Fragments of 2-aminoetanol and 2-amino-1,3-diol are present in many natural compounds. Both the amino group and the hydroxyls are frequently found in stereogenic centers with a defined configuration, which is essential for the biological activity of the compound. Consequently, we can find this fragment in aza-sugars like the Desoxymannojirmycin (1), amino-sugars like the Daunsamine (2), aminocyclitols like the 2-Desoxiestreptamine (3), amino acids like (2R, 3R)-2-amino-3-hydroxy-3-cyclohexylpropanoic acid (4) or sphingolipids like the sphingadienine (5).



Our research group is working in the enantioselective synthesis of these families of compounds, developing convergent approximations, based in the regioselective opening of epoxides or sulphates prepared by Sharpless asymmetric epoxidation or dihydroxylations. The nucleophiles used in these reactions are several kinds of amines and synthetic equivalents of ammonia. The key factor of our approximation is to control the regioselectivity of the ring opening process, because it allows us to obtain both centers with completely determined anti configuration.
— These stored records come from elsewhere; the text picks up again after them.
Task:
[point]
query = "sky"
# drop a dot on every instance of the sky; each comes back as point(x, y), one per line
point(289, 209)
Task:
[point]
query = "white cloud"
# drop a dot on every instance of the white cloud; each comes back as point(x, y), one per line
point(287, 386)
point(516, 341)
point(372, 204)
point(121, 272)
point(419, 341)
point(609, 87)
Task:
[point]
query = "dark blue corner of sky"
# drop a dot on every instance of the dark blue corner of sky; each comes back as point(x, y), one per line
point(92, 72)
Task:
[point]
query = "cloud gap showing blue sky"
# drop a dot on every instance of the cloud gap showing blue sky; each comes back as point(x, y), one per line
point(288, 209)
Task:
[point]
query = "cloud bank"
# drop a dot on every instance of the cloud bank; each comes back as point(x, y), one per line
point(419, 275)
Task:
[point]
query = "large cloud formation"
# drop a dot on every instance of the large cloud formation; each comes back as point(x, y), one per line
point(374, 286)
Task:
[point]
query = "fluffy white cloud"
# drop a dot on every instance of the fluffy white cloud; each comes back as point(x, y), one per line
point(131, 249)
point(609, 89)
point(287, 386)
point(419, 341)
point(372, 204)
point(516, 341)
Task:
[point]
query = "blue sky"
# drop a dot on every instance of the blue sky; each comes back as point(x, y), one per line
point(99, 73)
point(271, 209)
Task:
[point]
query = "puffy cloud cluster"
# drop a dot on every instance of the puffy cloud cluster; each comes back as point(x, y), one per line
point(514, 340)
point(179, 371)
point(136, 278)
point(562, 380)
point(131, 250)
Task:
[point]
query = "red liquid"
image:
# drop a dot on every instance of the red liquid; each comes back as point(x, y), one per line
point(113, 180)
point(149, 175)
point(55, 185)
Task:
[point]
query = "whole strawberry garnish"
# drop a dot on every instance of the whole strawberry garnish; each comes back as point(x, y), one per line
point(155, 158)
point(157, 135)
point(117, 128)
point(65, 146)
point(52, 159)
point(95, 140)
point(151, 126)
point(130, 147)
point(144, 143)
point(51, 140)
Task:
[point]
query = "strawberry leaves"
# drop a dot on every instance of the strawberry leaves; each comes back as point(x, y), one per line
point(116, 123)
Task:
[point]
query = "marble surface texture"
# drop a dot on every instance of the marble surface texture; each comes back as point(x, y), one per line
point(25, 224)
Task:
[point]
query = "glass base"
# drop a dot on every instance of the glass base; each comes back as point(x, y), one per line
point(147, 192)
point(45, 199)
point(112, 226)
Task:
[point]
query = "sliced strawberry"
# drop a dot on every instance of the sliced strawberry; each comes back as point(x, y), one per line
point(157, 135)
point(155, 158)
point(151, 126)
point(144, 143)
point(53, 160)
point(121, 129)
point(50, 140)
Besides, the versatility of both Sharpless epoxidation and dihydroxilation in the selection of the product configuration, simply by changing the ligand, has allowed us to get access to a big number of amino alcohols with the desired stereochemistry.



The ring-closing metathesis reaction (RCM) is one of the most powerful tools for the preparation of cyclic compounds. Taking advantage of the alkene fragment present in unsaturated epoxides, several synthetic methodologies for the preparation of bioactive compounds have been developed. For example, the ring-opening in C-3 of the 2,3-epoxy-hex-5-en-1-ol with nitrogen nucleophiles, combined with an RCM reaction as a key step, has allowed the preparation of several aminocyclitols and hydroxypipecolic acids. The same unsaturated aminidol has been the starting material for our stereodivergent approximation to the synthesis of 3-amino-2,3,6-desoxysugars. Some of these compounds are compounds of antracyclinic antibiotics with antitumoral activity.



A part from this, the epoxide ring-opening in C2 with a synthetic equivalent of the allylamine on the 2,3-epoxypent-4-en-1-ol, combined with a reaction of RCM has allowed the development of a general synthesis of aza-sugars with activity as glycosidase inhibitors. The ring-opening in C3 with allylamine has lead to polyhydropyrrolidines.